Online reputation management and ‘negative’ social media comments: how not to deal with them

Angry and frustrated customer service rep Today, whatever people say can find its way online, and it can seriously affect a business in a positive or negative manner; this is precisely why ‘online reputation management’ garners so much significance.

I have tackled the importance of dealing with criticism on social media a few times before but recent experiences have shown once again that there is a thin line between “respecting the rules of dealing with criticism” and losing your temper (that’s normal, you’re human, we all have our days but some days it’s better to shut up).

It starts with listening and it always did

Now, this does not mean that you have to nicely say “thank you” when someone destroys your reputation because he or she is misinformed, simply doesn’t like you or is one of those eternal complainers that are never happy and always want things to go their way and right away, expecting the impossible.

As a blogger I can afford a little more to say what I feel and think when I disagree, as a business…you can do the exact same thing. BUT, well, you have to be more professional and understanding when the criticism and negative buzz strike than yours truly is.

Yes, even if you know who the commenter is, and you know he is that eternal you know what. This absolutely does not mean you have to get on your knees and politely turn the other cheek when you get slapped. We are not holy, only human (at least, I am, and I don’t like to be slapped).

Then how do you respond? You listen, first of all. As a former sales manager, a long time ago, I always used to let an angry customer express his frustration whatever way he wanted (unless he started getting really personal or even dangerously aggressive).

Once he stopped shouting out his frustration because one of “my” sales guys had done this or that, or there was a problem with a product or shipment, I asked if we could talk now and find a solution.

From disgruntled customer to loyal customer

When the answer was “no”, I used to let raging a bit longer and repeated the same question. If the customer insisted on not wanting to find a constructive solution, then that was his free choice.

I have to admit I was twenty years younger then and that, when coming home, I needed to go jogging or to have a good glass of whatever.

If I was in the same position as back then, being who I am now, I would probably tell him to get out, kick a few times against a wall and come back when he could behave normally. But then again, I have no business anymore nor do I work for one. 

I am afraid that most of you don’t have that luxury, at least if you want to keep your customer or see an angered customer as a potential loyal customer.

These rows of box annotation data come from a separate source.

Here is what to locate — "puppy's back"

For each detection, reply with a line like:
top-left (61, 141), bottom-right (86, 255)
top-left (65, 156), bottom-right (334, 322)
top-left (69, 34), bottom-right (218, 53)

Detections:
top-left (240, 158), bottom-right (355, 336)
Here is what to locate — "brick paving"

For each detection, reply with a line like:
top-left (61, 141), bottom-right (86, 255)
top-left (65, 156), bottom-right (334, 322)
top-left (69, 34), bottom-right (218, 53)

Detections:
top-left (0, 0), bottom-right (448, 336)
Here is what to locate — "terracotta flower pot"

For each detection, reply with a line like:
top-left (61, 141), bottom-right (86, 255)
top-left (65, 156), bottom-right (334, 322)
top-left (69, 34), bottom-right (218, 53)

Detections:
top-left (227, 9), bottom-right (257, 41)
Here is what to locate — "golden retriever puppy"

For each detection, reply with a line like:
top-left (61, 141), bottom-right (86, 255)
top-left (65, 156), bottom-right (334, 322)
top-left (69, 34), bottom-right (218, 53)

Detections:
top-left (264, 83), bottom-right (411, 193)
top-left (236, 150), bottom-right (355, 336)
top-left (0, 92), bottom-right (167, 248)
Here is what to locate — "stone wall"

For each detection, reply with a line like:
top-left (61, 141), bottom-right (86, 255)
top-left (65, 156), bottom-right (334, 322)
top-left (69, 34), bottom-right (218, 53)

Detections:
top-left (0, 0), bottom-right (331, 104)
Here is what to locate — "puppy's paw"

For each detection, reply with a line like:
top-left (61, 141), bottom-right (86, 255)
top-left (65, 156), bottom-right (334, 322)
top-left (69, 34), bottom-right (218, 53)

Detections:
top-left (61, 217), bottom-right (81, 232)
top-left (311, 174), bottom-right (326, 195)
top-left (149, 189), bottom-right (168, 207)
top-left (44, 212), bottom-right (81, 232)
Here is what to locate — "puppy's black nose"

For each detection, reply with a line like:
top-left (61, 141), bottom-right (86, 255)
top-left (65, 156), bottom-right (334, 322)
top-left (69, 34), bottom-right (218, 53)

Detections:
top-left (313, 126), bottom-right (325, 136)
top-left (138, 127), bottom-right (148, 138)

And on social networks it is the same. 

So here are some things you absolutely should try to avoid (the first one being letting someone like me deal with customer service) when encountering online “reputation threats”.

Ignoring what people are saying about you online

This is a big mistake which should be avoided at all cost. Criticism gives you a tremendous opportunity to know your shortcomings (I know mine, do you know yours?) and work towards improving them. Of course you also reply to criticism so that people know your side of the story as well. But in a rational way…

Trying to respond to every criticism

This is another mistake which should be avoided. Not every criticism presents a balanced picture. It is therefore better not to waste time responding to each and every criticism.

Making threats

If there is a review published which you know does not carry any facts and is false do not react angrily and threaten the reviewer. The comment and criticism is rarely personal so don’t take it personal. Do not make the mistake to think that your disgruntled customer or the negative reviewer has the full picture (and neither do you).

Focusing on the negative

While replying to comments most people waste lot of their effort in emphasizing the negativity in the criticism. They would do well to accept the criticism and highlight how they can solve the issue and what their USP is. So try to be constructive. Hell, why not make that another USP: “we solve stuff”.

Taking it personal

Negative comments anywhere can prove to be disastrous. Don’t take it personal (unless you’re 100% sure it is). If you are like me and have had your share of complaining people and are more sensitive to it: ask for another job.

Forgetting that respect and trust is earned

This is the most glaring mistake made. No matter how efficiently ‘online reputation’ is managed, respect and trust are earned and can never be managed. It is therefore important that integrity is maintained and commitments fulfilled so that one can gain trust and reputation from people.

And, yes, you will make a mistake now and then. Don’t try to be perfect, you’re not. And if you get in discussions to deep for your own good: take a break. And there is always that wall you can kick.